In exploring ways to do real-time analytics with MongoDB, there seems to be a fairly standard way to do sums, but nothing in terms of more complex aggregation. Some things that have helped...
- Twitter's Rainbird: Realtime sums, incrementing counters on keys hierarchically. Cassandra.
- Yahoo's S4 and source: Not sure exactly how this works yet, but it looks like it's real-time map-reduce. So basically, for every record that's added, you pass it to a mapper, it converts it to a hash, and that sends it to be integrated into the report document.
- http://www.slideshare.net/dacort/mongodb-realtime-data-collection-and-stats-generation
- Hummingbird
The basic approach for doing sums is to atomically increment document keys for each new record that comes in, to cache common queries:
Stats.collection.update({"keys" => ["a", "b", "c"]}, {"$inc" => {"counter_1" => 1, "counter_2" => 1"}, "upsert" => true);
This doesn't work for aggregates other than sums though. My question is, can something like this be done for averages, min, and max in mongodb?
Say you have a document like this:
{
:date => "04/27/2011",
:page_views => 1000,
:user_birthdays => ["12/10/1980", "6/22/1971", ...] # 1000 total
}
Could you do some atomic or optimized/real-time operation that grouped the birthdays into something like this?
{
:date => "04/27/2011",
:page_views => 1000,
:user_birthdays => ["12/10/1980", "6/22/1971", ...], # 1000 total
:average_age => 27.8,
:age_rank => {
"0 to 20" => 180,
"20 to 30" => 720,
"30 to 40" => 100,
"40 to 50" => 0
}
}
...just like you can do Doc.collection.update({x => 1}, {"$push" => {"user_birthdays" => "12/10/1980"}})

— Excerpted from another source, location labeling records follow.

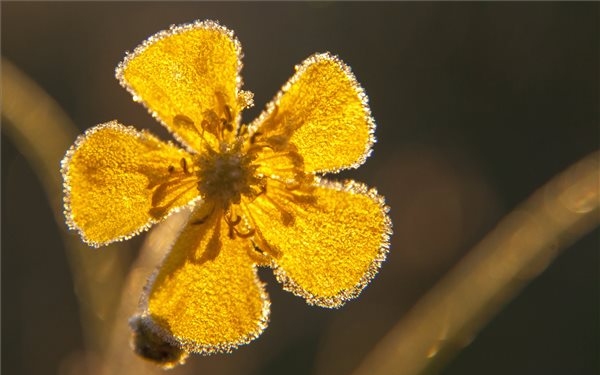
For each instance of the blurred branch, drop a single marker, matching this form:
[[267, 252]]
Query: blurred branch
[[522, 245], [42, 133]]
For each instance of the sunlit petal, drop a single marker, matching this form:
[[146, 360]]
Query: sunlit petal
[[329, 239], [119, 180], [188, 79], [323, 112], [206, 295]]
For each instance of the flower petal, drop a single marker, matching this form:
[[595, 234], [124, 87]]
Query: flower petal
[[188, 79], [206, 295], [323, 111], [330, 238], [119, 180]]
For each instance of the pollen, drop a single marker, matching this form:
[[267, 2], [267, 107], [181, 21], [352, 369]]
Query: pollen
[[227, 174]]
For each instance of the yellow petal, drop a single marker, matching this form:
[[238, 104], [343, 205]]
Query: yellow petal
[[330, 239], [187, 77], [323, 111], [119, 180], [206, 295]]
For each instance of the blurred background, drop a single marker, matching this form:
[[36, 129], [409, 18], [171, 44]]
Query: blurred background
[[476, 105]]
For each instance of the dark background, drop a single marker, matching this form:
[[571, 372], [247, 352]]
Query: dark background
[[476, 105]]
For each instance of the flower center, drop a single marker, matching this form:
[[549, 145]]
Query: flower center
[[227, 174]]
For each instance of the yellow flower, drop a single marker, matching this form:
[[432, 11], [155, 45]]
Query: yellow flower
[[255, 190]]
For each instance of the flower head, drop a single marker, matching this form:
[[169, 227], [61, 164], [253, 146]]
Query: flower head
[[255, 191]]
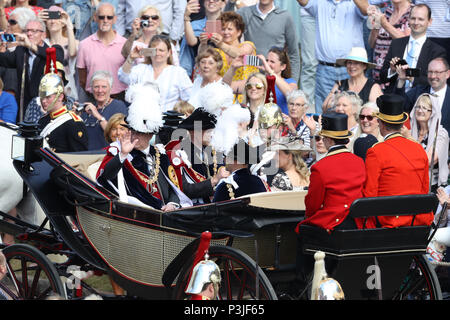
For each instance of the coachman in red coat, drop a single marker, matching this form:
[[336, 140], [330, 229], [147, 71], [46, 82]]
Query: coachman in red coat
[[335, 182], [396, 166]]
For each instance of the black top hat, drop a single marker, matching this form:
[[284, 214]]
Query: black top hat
[[208, 121], [334, 125], [391, 109], [243, 153], [362, 144]]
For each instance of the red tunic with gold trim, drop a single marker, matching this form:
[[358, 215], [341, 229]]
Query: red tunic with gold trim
[[64, 131], [397, 166], [335, 182]]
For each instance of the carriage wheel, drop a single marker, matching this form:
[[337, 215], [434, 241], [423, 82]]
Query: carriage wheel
[[238, 273], [420, 283], [32, 273]]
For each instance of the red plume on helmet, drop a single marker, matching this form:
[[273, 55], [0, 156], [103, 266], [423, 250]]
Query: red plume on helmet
[[270, 94], [50, 66]]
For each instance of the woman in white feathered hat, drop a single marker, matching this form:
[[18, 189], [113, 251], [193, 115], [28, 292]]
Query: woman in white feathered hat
[[134, 169]]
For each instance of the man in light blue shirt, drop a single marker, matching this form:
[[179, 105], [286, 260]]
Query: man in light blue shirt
[[339, 27]]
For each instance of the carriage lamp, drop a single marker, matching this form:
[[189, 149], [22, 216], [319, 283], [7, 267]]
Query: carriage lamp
[[26, 142]]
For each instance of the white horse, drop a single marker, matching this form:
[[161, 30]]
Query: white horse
[[12, 198]]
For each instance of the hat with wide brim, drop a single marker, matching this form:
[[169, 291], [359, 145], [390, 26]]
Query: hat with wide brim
[[357, 54], [199, 119], [288, 144], [391, 109], [144, 112], [334, 125], [243, 153]]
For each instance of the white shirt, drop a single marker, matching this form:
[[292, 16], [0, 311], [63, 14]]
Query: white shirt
[[194, 99], [441, 95], [264, 15], [173, 83], [418, 47]]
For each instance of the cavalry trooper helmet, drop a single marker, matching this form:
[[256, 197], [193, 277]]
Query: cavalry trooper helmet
[[50, 84], [204, 273], [269, 115]]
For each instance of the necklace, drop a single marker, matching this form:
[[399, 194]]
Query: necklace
[[153, 179], [100, 110], [230, 190]]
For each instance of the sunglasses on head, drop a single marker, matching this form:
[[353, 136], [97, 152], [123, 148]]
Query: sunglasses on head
[[254, 85], [107, 17], [362, 116], [153, 17]]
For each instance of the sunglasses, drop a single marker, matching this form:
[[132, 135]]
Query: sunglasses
[[248, 86], [362, 116], [107, 17], [146, 17], [424, 108]]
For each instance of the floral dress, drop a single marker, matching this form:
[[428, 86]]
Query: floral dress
[[384, 40], [241, 73]]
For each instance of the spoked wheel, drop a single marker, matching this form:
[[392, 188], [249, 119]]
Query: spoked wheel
[[238, 273], [31, 275], [420, 283]]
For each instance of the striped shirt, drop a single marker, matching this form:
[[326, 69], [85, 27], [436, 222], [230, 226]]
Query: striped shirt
[[440, 28]]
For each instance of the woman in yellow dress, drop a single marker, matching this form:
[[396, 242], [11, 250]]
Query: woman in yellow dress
[[231, 49]]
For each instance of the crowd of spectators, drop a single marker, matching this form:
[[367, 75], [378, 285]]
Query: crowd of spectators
[[324, 56]]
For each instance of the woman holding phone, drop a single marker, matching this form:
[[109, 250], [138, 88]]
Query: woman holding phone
[[230, 48], [172, 81], [147, 24], [5, 12], [59, 30], [277, 64]]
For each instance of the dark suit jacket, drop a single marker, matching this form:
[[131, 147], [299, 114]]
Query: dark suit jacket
[[111, 166], [411, 98], [430, 51], [15, 60]]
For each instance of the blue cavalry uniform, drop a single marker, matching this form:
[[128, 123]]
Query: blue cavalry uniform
[[64, 131], [241, 182]]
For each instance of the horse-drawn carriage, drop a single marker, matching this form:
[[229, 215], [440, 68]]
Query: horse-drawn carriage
[[150, 253]]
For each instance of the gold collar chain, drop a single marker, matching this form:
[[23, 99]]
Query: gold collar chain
[[156, 172]]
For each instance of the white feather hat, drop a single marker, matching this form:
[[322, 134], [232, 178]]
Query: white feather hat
[[216, 96], [226, 133], [144, 112]]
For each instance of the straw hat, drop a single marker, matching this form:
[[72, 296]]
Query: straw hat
[[334, 125], [391, 109], [358, 54]]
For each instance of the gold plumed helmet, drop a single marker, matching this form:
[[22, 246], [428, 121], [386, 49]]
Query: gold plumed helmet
[[270, 113], [51, 83], [204, 273]]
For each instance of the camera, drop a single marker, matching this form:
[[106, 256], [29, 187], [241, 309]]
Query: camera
[[54, 15], [411, 72], [7, 37], [80, 107]]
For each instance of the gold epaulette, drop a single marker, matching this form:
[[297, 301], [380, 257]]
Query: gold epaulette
[[376, 144], [75, 116]]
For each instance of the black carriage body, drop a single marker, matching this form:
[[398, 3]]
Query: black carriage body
[[135, 245]]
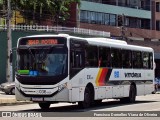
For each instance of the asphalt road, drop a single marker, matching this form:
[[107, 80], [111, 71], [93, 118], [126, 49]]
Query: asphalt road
[[143, 104]]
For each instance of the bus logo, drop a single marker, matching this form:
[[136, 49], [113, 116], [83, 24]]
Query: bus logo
[[116, 74]]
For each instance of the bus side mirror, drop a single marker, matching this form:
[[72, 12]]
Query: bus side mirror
[[11, 57]]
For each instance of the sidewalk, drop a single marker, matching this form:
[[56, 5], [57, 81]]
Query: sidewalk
[[10, 100]]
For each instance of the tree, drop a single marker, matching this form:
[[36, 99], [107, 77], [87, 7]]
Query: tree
[[35, 10]]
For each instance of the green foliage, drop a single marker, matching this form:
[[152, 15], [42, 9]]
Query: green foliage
[[36, 10]]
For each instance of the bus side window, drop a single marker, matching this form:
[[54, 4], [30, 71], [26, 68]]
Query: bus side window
[[116, 58], [146, 61], [151, 60], [137, 59], [91, 56], [104, 57], [127, 58]]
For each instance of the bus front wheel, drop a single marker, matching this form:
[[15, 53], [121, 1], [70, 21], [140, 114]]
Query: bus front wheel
[[87, 99], [44, 105]]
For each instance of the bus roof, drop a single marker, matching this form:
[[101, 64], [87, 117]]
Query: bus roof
[[100, 42]]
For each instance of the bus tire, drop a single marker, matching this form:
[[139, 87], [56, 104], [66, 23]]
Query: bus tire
[[44, 105], [87, 99], [132, 94]]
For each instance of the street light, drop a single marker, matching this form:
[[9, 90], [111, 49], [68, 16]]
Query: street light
[[9, 43]]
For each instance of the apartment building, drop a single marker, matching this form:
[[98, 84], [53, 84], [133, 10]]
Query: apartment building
[[136, 21]]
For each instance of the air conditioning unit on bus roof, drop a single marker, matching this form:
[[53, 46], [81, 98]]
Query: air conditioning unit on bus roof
[[64, 35], [107, 40]]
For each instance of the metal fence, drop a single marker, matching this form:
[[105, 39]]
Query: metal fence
[[57, 29]]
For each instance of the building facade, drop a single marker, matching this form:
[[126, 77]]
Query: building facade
[[136, 21]]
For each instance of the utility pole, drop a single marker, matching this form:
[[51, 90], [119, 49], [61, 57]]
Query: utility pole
[[123, 27], [9, 75]]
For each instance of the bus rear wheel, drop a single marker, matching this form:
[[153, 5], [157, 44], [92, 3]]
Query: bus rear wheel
[[87, 99], [44, 105], [132, 96]]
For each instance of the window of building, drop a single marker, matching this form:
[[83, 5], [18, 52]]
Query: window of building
[[106, 19], [91, 56], [104, 57], [83, 16], [150, 60], [97, 18], [116, 58], [112, 20], [145, 23], [157, 7], [158, 25], [146, 61], [127, 58], [93, 17]]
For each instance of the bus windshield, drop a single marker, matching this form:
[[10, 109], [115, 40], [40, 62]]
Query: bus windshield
[[42, 60]]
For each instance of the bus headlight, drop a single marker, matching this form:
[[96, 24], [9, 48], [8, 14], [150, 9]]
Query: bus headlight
[[61, 87]]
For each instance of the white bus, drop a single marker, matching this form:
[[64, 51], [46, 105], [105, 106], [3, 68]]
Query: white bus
[[64, 68]]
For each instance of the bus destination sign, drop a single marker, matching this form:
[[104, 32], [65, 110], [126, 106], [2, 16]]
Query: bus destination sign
[[43, 42], [33, 41]]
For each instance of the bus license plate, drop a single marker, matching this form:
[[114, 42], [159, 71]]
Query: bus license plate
[[37, 99]]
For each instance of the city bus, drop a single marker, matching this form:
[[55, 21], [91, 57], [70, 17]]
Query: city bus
[[64, 68]]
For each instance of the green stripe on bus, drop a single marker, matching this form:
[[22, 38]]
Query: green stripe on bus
[[25, 72]]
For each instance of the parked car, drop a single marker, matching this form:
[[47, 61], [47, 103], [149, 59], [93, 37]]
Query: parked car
[[8, 87]]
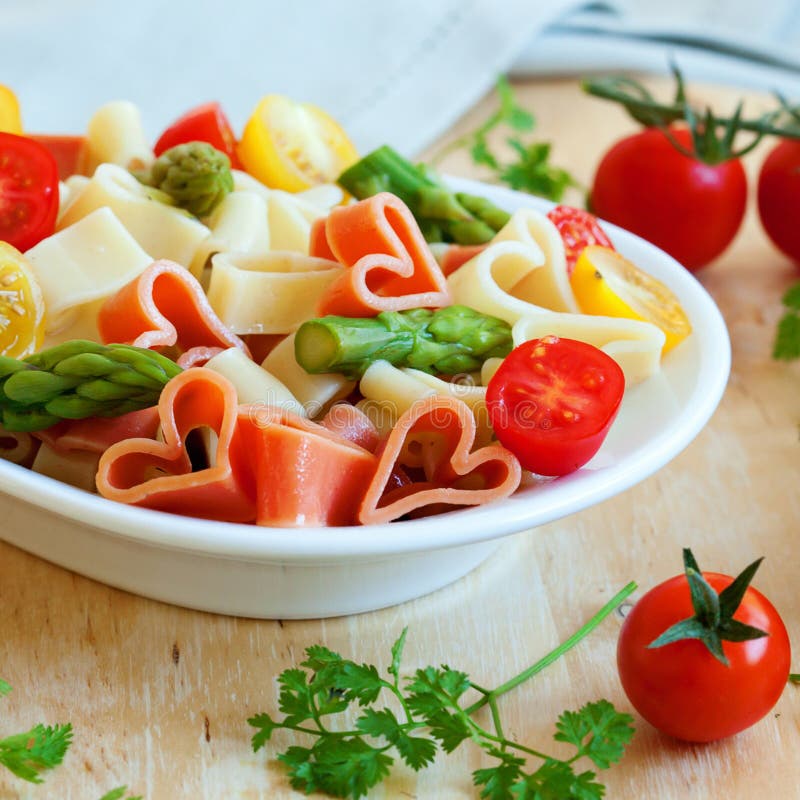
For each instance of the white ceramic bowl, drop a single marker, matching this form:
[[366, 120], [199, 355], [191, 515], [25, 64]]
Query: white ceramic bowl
[[319, 572]]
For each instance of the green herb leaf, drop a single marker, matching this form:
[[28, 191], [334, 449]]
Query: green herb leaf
[[416, 751], [530, 171], [496, 782], [341, 767], [787, 339], [343, 763], [119, 794], [598, 731], [379, 723], [266, 725], [41, 748], [397, 654], [533, 173], [511, 113]]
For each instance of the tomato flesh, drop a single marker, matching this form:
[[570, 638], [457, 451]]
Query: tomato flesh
[[552, 402], [578, 229], [779, 197], [206, 123], [28, 191], [689, 209], [684, 691]]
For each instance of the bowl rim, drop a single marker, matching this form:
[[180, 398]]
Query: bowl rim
[[521, 511]]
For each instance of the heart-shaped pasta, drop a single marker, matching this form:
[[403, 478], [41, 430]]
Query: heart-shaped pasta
[[306, 474], [489, 282], [164, 306], [158, 474], [272, 292], [433, 440], [391, 267]]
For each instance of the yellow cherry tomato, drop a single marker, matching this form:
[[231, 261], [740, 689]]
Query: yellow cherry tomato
[[294, 146], [10, 118], [21, 305], [606, 283]]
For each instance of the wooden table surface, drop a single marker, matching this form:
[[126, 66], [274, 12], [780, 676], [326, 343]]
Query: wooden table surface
[[158, 696]]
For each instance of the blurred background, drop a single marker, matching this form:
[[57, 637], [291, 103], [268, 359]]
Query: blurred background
[[405, 70]]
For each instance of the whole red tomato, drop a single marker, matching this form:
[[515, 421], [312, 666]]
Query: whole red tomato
[[682, 688], [682, 205], [779, 197], [552, 401]]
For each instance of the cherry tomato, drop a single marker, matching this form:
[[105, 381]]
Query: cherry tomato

to add something to an array, and not have to load the document in, can you do something like that to average/aggregate the array? Is there something along these lines that you use for real-time aggregation?
MapReduce is used to do this in batch-processing jobs, I'm looking for patterns for something like real-time map-reduce for:
- Averages: every time you push a new item to an array in mongodb, what's the best way to average those values in real-time?
- Grouping: if you group age for 10-year brackets, and you have an ages array, how could you optimally update the count for each group as you're updating the document with the new age? say the ages array will be constantly pushed/pulled.
- Min/Max: what are some ways to compute and store the min/max of that ages array in that document?